Tuesday, October 29, 2024

Script Encoding and Cultural Identity: Navigating Digital Exclusion

By Maroua Bezzaoui, SILICON Intern

During the summer of 2024, Unicode’s internship program included interns from Stanford University, Northeastern University, and Google’s Summer of Code. Several of the interns have shared their experiences. The second featured piece is from Maroua Bezzaoui at Stanford University.


At 14, I was already fluent in three languages, arguably four. While it could have been something to be proud of, it was incredibly humbling to find out that none of them had any significant value in the digital world. As an ambitious high schooler living in Africa, eager to be part of the digital landscape and contribute to it, I found myself disappointingly still excluded from it, facing yet another barrier added to the many my identities already posed.

We often hear that “programming is empowerment”, but how can a non-English speaker be empowered, then, when Python, C, Java, etc. are all in English? Eventually, I did find a way to learn English, but only then could I explore coding, and pursue my education and career in Computer Science. There is no denying the ongoing exclusivity of technology; coding aside, a lot of languages are still underrepresented digitally even for something as simple as the date on a smartphone or texting a friend. This underrepresentation does little to help preserve these languages, many of which belong to indigenous communities.

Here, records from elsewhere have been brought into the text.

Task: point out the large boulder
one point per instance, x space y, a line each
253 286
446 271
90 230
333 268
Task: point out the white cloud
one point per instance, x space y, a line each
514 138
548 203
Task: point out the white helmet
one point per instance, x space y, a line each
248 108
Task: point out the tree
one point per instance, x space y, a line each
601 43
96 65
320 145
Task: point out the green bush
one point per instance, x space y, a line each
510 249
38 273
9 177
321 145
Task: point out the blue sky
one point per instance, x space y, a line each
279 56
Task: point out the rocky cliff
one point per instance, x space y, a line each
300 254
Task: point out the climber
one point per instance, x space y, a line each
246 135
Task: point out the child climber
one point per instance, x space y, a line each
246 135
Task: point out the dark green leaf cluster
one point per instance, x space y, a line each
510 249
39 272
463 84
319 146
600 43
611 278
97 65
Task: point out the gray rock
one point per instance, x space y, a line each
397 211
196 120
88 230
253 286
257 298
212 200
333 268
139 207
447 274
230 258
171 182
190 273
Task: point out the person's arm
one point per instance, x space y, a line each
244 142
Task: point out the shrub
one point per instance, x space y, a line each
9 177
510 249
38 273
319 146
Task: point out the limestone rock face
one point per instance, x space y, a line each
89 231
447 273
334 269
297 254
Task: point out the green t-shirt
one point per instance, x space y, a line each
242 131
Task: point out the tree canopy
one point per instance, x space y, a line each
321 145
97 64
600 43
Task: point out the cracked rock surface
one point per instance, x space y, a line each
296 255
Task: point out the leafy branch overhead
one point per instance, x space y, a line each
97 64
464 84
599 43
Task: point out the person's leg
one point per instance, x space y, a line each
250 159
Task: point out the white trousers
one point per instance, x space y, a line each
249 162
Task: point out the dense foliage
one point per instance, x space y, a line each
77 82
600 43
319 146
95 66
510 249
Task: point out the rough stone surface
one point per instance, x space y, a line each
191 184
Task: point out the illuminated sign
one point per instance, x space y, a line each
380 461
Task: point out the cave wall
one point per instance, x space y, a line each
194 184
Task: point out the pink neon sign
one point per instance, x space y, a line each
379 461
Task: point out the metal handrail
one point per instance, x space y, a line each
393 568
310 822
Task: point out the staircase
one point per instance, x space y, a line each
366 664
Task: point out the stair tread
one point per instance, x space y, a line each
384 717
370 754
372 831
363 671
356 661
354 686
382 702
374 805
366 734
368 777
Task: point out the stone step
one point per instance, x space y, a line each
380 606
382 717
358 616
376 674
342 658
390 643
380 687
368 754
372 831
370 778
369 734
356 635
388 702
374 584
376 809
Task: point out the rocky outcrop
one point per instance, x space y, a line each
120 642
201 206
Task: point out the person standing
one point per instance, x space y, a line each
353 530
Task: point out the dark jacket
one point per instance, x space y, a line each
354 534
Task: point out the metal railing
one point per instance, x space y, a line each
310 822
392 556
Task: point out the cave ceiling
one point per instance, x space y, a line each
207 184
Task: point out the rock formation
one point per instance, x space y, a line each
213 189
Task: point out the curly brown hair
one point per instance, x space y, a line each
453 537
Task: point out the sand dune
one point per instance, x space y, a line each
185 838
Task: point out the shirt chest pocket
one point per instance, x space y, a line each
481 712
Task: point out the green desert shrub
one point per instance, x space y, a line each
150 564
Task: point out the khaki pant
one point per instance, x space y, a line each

The preservation and recognition of minority languages depend heavily on their inclusion in digital platforms. One crucial aspect of this process is script encoding, which ensures that languages can be represented accurately in digital formats. However, the path to script encoding is fraught with technical, cultural, and political challenges, particularly in multilingual contexts. In my work on the Unicode-Begin project, I got to hear many stories of the encoding of digitally disadvantaged languages. This post delves into these challenges through the lens of the Sunuwar script in Nepal, drawing on insights from experts and practitioners involved in the process.

The Sunuwar Alphabet

Script encoding is not merely a technical task; it is a cultural and political endeavor that carries significant implications for the communities involved. In Nepal, where 16 different scripts are used, the inclusion of these scripts in digital formats is essential for preserving linguistic diversity. The Sunuwar script, one of these scripts, was included in the The Unicode® Standard, Version 16.0 this year. This milestone represents a significant achievement for the Sunuwar-speaking community, who have long sought to have their language digitally recognized.


However, the journey to this point has been anything but straightforward. As Dev Kumar Sunuwar, a journalist and law practitioner from the Koits-Sunuwar Indigenous Peoples, explains, the process of encoding the Sunuwar script has required extensive technical effort, particularly in the creation of fonts and keyboards that can accommodate the script. Issues with translation and “the need for technical support” have been persistent challenges, highlighting the need for a comprehensive approach that goes beyond mere encoding.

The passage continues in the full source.